With reference to 'If the NET scheme is going to survive, it needs a total overhaul', I have been a school English teacher (SET - acting as bridge between NETs and school management) for five years and served in one secondary school, two primary schools and worked with four NETs.

As a teacher of English, I think the NET scheme is very useful, opening opportunities for communication and exchange in English in the school. In my experience, both the local English teachers (LET) and NETs have found the experience of working together both beneficial for our teaching and professional development.

I agree with Craig Boswell and Lee Weston that the government must take a serious look at what is causing this exodus of our NETs because the NET is certainly one of the invaluable assets of English language teaching in Hong Kong. A regular review of the remuneration package against the current cost of living is certainly necessary, yet I would suggest that the difference in pay between the NETs and LETs can be quite sensitive as both do about the same job.
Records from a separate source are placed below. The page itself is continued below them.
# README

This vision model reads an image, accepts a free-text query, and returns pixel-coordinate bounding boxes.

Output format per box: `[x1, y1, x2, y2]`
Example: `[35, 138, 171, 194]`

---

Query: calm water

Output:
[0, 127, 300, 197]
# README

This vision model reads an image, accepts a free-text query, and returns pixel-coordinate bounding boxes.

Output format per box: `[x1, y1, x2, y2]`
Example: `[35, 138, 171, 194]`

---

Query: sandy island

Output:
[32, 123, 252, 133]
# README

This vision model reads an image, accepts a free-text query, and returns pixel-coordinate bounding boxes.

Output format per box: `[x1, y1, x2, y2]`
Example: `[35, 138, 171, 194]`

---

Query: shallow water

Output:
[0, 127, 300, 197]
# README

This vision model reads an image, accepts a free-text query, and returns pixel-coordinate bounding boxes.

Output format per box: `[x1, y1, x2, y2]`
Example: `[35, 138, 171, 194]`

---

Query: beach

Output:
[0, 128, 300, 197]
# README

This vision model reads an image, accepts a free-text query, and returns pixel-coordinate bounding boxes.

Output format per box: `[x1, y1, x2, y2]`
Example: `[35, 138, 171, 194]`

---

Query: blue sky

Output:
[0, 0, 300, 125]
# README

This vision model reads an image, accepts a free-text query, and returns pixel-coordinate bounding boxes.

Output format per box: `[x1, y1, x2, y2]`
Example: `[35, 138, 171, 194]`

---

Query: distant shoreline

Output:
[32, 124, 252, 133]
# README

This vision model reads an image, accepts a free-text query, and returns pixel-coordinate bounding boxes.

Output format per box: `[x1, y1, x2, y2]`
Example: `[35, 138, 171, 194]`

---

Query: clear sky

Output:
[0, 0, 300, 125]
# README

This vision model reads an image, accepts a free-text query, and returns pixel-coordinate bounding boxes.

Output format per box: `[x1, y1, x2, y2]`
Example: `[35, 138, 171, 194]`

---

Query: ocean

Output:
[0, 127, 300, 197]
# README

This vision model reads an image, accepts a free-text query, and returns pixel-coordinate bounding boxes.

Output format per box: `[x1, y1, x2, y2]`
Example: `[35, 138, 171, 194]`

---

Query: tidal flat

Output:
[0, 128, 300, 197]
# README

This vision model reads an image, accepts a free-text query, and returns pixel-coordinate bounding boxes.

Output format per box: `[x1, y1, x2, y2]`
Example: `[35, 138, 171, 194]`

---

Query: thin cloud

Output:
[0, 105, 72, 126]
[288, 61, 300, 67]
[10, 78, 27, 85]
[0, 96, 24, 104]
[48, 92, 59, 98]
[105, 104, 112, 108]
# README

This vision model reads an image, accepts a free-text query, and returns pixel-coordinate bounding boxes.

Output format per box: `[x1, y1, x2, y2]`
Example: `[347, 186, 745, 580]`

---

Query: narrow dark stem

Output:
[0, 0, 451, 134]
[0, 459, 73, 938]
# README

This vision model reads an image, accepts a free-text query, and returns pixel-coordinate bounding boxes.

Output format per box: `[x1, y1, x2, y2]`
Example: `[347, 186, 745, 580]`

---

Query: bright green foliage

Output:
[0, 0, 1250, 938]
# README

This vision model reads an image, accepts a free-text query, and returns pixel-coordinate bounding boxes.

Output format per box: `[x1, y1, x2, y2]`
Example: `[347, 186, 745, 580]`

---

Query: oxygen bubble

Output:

Apart from financial problems, we must also mention the working conditions of individual NETs within schools. Due to the tide of education reforms and the downsizing pressure on schools due to the continuous drop in the birthrate, the workload on teachers in Hong Kong is constantly increasing. A NET has certainly experienced the same work pressure as all the other local teachers do. English language is a curriculum core in Hong Kong education.

After devoting so much time and human resources, we are asking for results. It is widely accepted that the NET scheme was a good thing for our students. Yet, how can it work to its best?